There was a conflict in the evidence in this case as to how the accident happened, and the conflict has not been resolved by the decision of the trial court.

It was the infant plaintiff’s claim that as he was playing marbles in the roadway of a play street, near the curb, his foot slipped backward and was struck and injured by the rear wheel of defendant's garbage truck proceeding close to where children were playing without sounding its horn. It was defendant’s evidence that plaintiff was fighting with other boys at the time of the accident and was pushed into the rear wheel of the truck.

The trial court, sitting without a jury, dismissed the complaint without any finding as to the cause of or responsibility for the accident beyond the comments that drivers of vehicles should not be held responsible for what happens *873once the front of a vehicle passes a given point, and that it would not be sensible to think that if the horn were sounded boys playing in the street would get out of the way.

The court did conclude by saying that upon all the evidence the complaint was dismissed upon the merits, and the court found that the plaintiff had failed to establish by any credible evidence the negligence of the defendant and that it was therefore not necessary to consider any question of contributory negligence or any of the other factors.

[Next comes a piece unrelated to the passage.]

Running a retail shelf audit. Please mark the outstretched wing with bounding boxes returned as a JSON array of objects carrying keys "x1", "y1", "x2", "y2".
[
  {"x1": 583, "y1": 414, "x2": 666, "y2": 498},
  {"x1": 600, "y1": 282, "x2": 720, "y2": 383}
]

We wish to avoid any indication of an opinion as to the decision which should have been reached or should be reached on a retrial, but certainly the judgment rendered was permissible and would not be disturbed by us except for the indication that it was premised upon views, expressed in the above-mentioned comments, to which we cannot subscribe. Therefore, in the absence of more particular findings with respect to the cause of the accident and the issues of negligence and contributory negligence, we are unable to sustain the determination reached.

The judgment should be reversed and a new trial ordered, with costs to appellants to abide the event.

Peck, P. J., Dore, Breitel, Bastow and Botein, JJ., concur.

Judgment unanimously reversed and a new trial ordered, with costs to the appellants to abide the event.